Starr, an AIG shareholder that is headed by AIG’s founder, Hank Greenberg, claims the government used its 2008 bailout of New York-based AIG to channel money improperly to the insurer’s trading partners.
John Kiernan, a lawyer for the New York Fed, yesterday told U.S. District Judge Paul Engelmayer in Manhattan that Starr failed to make a demand on AIG’s board before filing the suit and that the board’s decisions about terms of the bailout loans aren’t subject to court review under state law.

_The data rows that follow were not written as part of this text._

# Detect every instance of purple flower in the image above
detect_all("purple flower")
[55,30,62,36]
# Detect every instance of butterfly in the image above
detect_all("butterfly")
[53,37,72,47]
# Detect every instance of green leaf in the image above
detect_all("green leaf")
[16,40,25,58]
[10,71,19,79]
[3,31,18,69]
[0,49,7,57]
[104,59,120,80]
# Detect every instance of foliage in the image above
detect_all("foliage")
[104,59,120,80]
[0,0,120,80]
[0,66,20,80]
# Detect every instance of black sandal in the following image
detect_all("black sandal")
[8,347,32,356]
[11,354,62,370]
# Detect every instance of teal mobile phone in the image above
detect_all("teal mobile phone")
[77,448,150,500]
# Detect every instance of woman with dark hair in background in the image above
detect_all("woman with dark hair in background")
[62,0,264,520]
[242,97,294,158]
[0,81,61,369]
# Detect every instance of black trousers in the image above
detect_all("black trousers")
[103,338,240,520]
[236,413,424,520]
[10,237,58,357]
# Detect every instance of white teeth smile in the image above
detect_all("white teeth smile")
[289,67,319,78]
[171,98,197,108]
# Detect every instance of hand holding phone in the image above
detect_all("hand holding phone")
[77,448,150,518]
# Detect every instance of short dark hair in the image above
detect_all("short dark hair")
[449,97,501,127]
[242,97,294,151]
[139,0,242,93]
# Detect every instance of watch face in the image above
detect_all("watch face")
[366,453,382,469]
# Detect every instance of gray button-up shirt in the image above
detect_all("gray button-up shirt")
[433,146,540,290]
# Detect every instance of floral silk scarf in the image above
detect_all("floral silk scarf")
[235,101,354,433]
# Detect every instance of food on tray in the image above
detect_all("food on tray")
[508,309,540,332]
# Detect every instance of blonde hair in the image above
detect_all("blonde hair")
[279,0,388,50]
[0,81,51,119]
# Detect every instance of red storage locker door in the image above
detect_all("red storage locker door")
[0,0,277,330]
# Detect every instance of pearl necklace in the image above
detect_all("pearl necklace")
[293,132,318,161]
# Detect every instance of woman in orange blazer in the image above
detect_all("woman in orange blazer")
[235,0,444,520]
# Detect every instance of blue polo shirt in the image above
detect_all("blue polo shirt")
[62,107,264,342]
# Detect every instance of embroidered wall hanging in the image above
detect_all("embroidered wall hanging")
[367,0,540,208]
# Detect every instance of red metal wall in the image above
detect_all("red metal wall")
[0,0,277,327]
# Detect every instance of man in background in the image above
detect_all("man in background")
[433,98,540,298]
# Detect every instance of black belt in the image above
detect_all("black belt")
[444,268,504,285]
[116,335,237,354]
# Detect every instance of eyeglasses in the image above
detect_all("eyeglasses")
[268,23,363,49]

Starr sued the Federal Reserve Bank of New York in November, saying it breached its duty to AIG shareholders by loaning $85 billion at 14.5 percent while offering better terms to banks in a “backdoor bailout.” AIG almost collapsed in 2008 after bets tied to the housing market soured, and the bailout was revised at least four times before reaching $182 billion.
David Boies, a lawyer for Starr, said yesterday that Starr correctly seeks compensation for the New York Fed’s breaches of fiduciary duties it owed both to AIG and to AIG’s shareholders, including Starr.
Engelmayer questioned Boies on the timeliness of the filing of the suit and whether any statute of limitations had expired.
Starr filed a related complaint in November against the federal government in the U.S. Court of Federal Claims in Washington.
The New York case is Starr International Co. v. Federal Reserve Bank of New York, 11-8422, U.S. District Court, Southern District of New York (Manhattan).